I believe the paper has the following weaknesses:

Technical:

• The explanation of the VFRVR, i.e. the video frame rate resmapling is unclear to me. On one hand we want the extracted heart rate of the malicious video to be different from the original video (Line 085 - generality challenge), but at the same time, the use of L_match (Line 267), L_attack (Line 349), aims to minimize the difference between the tampered and the original timestamps and the heart rate. This seems counter-intuitive and the authors should provide further explanation as to how these loss functions supplement the training procedure while achieving the required output of a visually coherent but tampered heart rate measurement.

• On the same lines as the previous point, the heart rate values need to be present in a certain range, say 45-200 bpm. The VFRVR should typically have some fidelity to map the malicious video's HR to a certain specified range of heart rate (Line 086 - controllability challenge) which seems to be missing. The authors should demonstrate through experiments or analysis as to how does their method allow for targetting specific heart rate ranges say, a low range (45-60 bpm), or high range (150-180 bpm), or any other range.

• Evaluation details of the rPPG methods seems to be missing. Surely, the author's method gives vastly degraded rPPG metrics, but how were the rPPG methods trained on more importantly on what videos? Were it the untampered videos of the same dataset? What was the training routine and dataset splits followed? The authors should introduce a dedicated subsection covering the training procedure, hyperparameter settings, data pre-processing, splitting, etc.

• On the same lines, more challenging datasets such as COHFACE, PURE (compressed - HRCNN - Spetlik et al. BMVC 2018), others need to be evaluated by the authors to check for the robustness of their method.
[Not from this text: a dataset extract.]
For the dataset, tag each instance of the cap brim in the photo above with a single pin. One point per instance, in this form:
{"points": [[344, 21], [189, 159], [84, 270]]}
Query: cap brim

• In the subsection starting at Line 409, the authors mention that they use 6 rPPG methods for the comparison, whereas in Table 1, and also in the abstract, they mention use of only 3 rPPG methods. The authors should revise the claim or provide further results to substaniate this claim.

• While visual coherence of the malicious videos is a centerpoint of the authors' work (Line 080 - stealthiness challenge), there is no objective/numerical evidence to support the claim in the results. The authors should compare the video quality using metrics such as PSNR, SSIM, and others.

Writing:

• The paper needs to be thoroughly proofread to remove any gramatical/factual errors to enhance the reading experience.

• The first line of the abstract itself, Line 13, mentions an incorrect abbreviation. The authors abbreviated 'remote physiological measurement' as 'rPPG', whereas the correct abbreviation would be RPM. rPPG stands for remote photoplethysmography which I believe the authors meant to use in the paper, Line 038 onwards.

• Line 278, incorrect grammar, '.. after. we ...'.

• In lines 292, 308, 318, 319, the subscripts in the text need to be fixed to provide for correct indexing and also to replicate the notation used in the preceding equations.

• From Line 359 onwards, there are mulitple mentions of 'CRAD', which I think is a typo for 'CRVR' or 'CRVR' Attack? 'CRAD' needs to be properly defined before usage in the text.

• In Table 1, needs proper highlighting of the results for enhanced readability.

• In Line 410, the authors made a typo referring to the method by Yu et al. 2019, as 'PhyNet' whereas it should be 'PhysNet'.

• In lines 427-428, the authors use the pronoun 'you' to address to the reader, which I believe to be unfit in the academic setting. Instead the authors should use more formal and professional language. For example, 'Therefore, if one wants to ensure the ....'.

• In Figure 3, the red text should be present for the timestamps of the affected frames for all the methods and not just the authors' method at the bottom row to maintain consistency.